Helping Academia Steal your Photos.

I was downloading photos from the internet in 1989, maybe even 1988. Well, technically it was Usenet, that ran mostly over the internet in those days.

The web wasn't here yet.
 
"Arpanet", I knew people that remember the migration to IPV4. Half the computers stopped talking to each other because of an ambiguity in the algorithm for calculating the IP checksum. One's complement arithmetic means a different thing to someone programming a CDC machine.

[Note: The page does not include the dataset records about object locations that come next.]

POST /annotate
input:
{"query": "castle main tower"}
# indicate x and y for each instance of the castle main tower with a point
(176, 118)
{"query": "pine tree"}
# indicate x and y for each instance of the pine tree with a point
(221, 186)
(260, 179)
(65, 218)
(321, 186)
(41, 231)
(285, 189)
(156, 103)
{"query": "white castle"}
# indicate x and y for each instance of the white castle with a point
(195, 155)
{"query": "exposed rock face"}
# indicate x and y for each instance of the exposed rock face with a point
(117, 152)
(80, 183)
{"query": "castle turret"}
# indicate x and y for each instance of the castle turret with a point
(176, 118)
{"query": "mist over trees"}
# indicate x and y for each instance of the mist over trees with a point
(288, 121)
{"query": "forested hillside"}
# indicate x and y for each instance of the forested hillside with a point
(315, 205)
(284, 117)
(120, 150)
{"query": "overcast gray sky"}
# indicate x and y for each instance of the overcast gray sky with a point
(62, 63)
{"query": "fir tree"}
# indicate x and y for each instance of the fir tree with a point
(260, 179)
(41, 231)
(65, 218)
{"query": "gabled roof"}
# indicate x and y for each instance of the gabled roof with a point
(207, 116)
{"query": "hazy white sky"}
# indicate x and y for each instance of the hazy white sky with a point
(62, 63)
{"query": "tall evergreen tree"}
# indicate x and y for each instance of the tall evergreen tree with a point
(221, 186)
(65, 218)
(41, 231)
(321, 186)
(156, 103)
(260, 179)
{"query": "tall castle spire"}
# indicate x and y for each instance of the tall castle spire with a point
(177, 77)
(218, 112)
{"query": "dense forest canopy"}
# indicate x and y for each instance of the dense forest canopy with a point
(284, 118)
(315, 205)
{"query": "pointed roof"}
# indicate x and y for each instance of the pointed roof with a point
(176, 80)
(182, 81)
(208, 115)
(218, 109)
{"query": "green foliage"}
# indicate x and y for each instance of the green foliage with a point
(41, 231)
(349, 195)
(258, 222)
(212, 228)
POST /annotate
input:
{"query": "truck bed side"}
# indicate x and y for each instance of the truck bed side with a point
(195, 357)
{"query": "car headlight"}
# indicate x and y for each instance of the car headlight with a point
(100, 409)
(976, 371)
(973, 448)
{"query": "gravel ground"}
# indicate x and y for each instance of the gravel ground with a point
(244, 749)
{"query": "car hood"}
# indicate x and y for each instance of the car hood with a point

ANYWAY: what does and does not constitute "fair Use", "Educational use", "research-purposes" versus stealing : makes no difference. As long as there are legitimate reasons to allow someone to download an image, selling software that makes it easier is legitimate. This concept goes back to the Betamax, when the motion picture industry wanted Sony to stop selling them. Illegal use: the chances are you will not catch the person selling your photographs, and even if you do- they are likely to be in some distant place. One RFF member was sent an image of their's from a different continent, used in an advertisement. Another RFF member recognized it from the gallery. I don't make a living my selling photographs, and do not worry about it. I was pissed-off when I found my software had been stolen, and tracked the person that did it. Let management handle it after that. Lesson Learned: if it is on the Internet, lots of people have access to it and you are not likely to know in how many ways it was used.